Greetings Mortgage Market Participants,
Apologies for my recent lack of publication but I was in Iceland the last two Fridays and unable/unwilling to post. It was a great trip but unfortunately I failed to master the language during my brief visit. To the untrained eye, the written word in Iceland looks as though someone sneezed vowels onto to a page. Anyway, the highlights included snorkeling in glacier water which is an absurd undertaking. I’m only just starting to get some feeling back in my face (and other places). My colleague Hilda, First National’s General Counsel, happened to be in Iceland with her family at the same time. She enjoyed her visit to a Puffin sanctuary. Personally, I enjoyed my Puffin with some fava beans and a nice Chianti.
It’s been a turbulent couple of weeks in fixed income. Using the 5 year Government of Canada bond yield as a barometer, we’ve climbed from a low of 1.13% on Wednesday August 15th to a high of 1.35% on Thursday August 22nd before falling all the way back down to 1.14% on Wednesday only to bounce back up to 1.34% today.
But why you ask? Indeed. There is only one constant. One universal. It is the only real truth. Causality. Action, reaction. Cause and effect.
I’m afraid I don’t have much of an answer. Market volatility has been largely headline driven and that remains the biggest risk. It’s the usual concerns of a US/China trade war, comments from the FED, Trump Tweets, economic data, and political unrest. I know that sounds vague but it’s all I’ve got. At least it’s better than “more sellers than buyers”.
The volatility hasn’t been limited to the fixed income market. The Chicago Board of Options Exchange Volatility Index (“VIX”) uses option prices to track volatility in the S&P 500. The VIX spiked in August to its highest levels since January. More telling though is the shape of the VIX futures curve. One month contracts cost more than two month contracts, a rare condition known as ‘backwardation’ that has typically accompanied turbulence in equity markets and bearish tilt in sentiment. In case you were wondering, the normal state of the futures curve is not known as ‘forwardation’. It’s called ‘contango’. Obviously.
The Bank of Canada had a regularly scheduled policy meeting on Wednesday and left its overnight rate unchanged at 1.75% as expected. The overall tone of the bank’s statement was probably less dovish than anticipated. The BoC retained its view that the current degree of monetary policy stimulus is appropriate and has not tipped its hand at a possible cut in October.
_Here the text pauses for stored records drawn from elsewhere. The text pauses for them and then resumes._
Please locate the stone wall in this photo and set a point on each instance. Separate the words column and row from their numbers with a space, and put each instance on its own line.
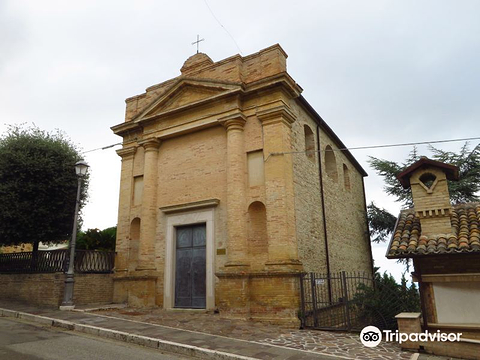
column 348, row 239
column 308, row 199
column 47, row 289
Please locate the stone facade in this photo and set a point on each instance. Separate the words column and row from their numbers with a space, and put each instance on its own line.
column 233, row 145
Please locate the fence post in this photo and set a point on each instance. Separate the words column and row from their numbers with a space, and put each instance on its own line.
column 314, row 299
column 345, row 299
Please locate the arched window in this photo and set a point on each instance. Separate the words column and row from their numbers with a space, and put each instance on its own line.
column 309, row 142
column 257, row 234
column 133, row 244
column 331, row 163
column 346, row 177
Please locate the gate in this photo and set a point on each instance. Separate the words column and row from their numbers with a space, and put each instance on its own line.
column 351, row 301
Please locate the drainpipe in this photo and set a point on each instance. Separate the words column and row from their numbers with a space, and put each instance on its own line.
column 422, row 289
column 368, row 228
column 324, row 214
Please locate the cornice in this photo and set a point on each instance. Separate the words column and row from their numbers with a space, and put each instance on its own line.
column 234, row 121
column 275, row 115
column 150, row 144
column 126, row 152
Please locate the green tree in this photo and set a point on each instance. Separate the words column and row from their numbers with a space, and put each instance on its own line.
column 38, row 186
column 381, row 222
column 95, row 239
column 378, row 303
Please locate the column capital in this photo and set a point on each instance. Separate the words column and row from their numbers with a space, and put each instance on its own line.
column 151, row 144
column 234, row 121
column 125, row 153
column 275, row 115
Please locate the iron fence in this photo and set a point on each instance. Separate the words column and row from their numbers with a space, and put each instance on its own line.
column 51, row 261
column 348, row 301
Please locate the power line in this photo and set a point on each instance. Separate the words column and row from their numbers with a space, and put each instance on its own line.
column 340, row 149
column 375, row 146
column 102, row 148
column 224, row 28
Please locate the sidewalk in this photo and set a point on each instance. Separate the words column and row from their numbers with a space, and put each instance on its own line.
column 207, row 335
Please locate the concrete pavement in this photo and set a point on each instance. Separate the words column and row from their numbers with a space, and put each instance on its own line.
column 200, row 344
column 24, row 341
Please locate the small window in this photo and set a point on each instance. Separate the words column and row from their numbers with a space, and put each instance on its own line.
column 331, row 163
column 346, row 177
column 309, row 143
column 137, row 190
column 256, row 171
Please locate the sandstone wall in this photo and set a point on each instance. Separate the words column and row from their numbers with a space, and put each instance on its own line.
column 47, row 289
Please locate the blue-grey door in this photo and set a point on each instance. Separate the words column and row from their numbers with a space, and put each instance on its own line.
column 190, row 272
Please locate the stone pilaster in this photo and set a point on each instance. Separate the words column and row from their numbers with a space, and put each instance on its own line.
column 280, row 205
column 123, row 228
column 236, row 212
column 146, row 258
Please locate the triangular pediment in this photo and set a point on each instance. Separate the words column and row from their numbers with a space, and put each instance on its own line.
column 186, row 93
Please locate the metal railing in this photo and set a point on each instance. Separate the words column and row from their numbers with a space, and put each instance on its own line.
column 51, row 261
column 348, row 301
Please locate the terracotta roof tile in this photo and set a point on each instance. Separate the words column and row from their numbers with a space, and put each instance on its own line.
column 408, row 241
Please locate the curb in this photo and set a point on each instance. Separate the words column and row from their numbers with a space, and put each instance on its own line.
column 165, row 345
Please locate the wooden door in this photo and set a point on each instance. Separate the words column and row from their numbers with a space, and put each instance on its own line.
column 190, row 272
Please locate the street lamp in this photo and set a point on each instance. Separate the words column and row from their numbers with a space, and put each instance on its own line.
column 67, row 303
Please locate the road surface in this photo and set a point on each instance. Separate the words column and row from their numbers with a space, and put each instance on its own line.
column 24, row 341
Future policy is still data dependent and subject to external developments including escalating trade conflicts that are weighing on global economic momentum. As of this morning, the implied probability of a cut at the October 30th meeting is about 20%.
Speaking of data, we had employment numbers in Canada and the US today. In the US, August non-farm payrolls missed estimates with a 130,000 increase compared to 160,000 expected. Commentators suggest that cracks are forming in the US labour market and a second consecutive cut by the Fed at the September 18th meeting is virtually assured. (Warning: Fed Chairman Powell speaks on “Economic Outlook and Monetary Policy” at 12:30 EST today. Could swing rates if he goes ‘off script’)
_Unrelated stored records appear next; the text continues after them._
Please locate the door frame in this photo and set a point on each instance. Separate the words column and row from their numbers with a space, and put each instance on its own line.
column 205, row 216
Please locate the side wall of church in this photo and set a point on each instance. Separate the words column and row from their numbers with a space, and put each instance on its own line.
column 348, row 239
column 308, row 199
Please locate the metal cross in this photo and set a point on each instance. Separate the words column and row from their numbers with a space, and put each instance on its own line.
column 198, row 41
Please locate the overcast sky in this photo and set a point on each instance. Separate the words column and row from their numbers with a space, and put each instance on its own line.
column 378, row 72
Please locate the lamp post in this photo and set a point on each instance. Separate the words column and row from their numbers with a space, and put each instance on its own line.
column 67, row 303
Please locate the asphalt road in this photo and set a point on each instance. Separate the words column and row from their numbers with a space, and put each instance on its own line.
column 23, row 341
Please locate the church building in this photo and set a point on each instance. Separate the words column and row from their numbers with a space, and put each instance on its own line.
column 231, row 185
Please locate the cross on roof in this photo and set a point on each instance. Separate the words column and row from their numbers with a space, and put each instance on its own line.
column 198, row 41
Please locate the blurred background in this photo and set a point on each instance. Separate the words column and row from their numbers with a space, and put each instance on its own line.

In Canada, the August net change in employment of 81,100 well exceeded the expected 20,000, though the increase was largely driven by part-time work.
Home Trust announced a roadshow for an inaugural near prime/alt-a RMBS transaction. The roughly $500 million sequential pass through issue will feature an AAA rated note with 15% subordination. No word yet on indicative spreads. The issue marks a potentially important development in the diversification of near prime funding strategy for Home Trust. The news closely follows Equitable Bank’s announcement last month that it is developing a covered bond program. Currently, both lenders depend almost exclusively on CDIC insured deposits to fund their near prime mortgage programs.
Roman Boyer, Pet Stylist and Fence Painter asks “Is this a good time to borrow money?”
Well, Roman, according to a report published by Bank of America you’ll be happy to hear that there hasn’t been a better time in 5,000 years to do it. Interest rates today are, generally speaking, the lowest they’ve been since Stonehenge was under construction and the Pharaohs ruled Egypt.
I wish I could write more, but I need to get going. I’m having an old friend for dinner. Have a great weekend.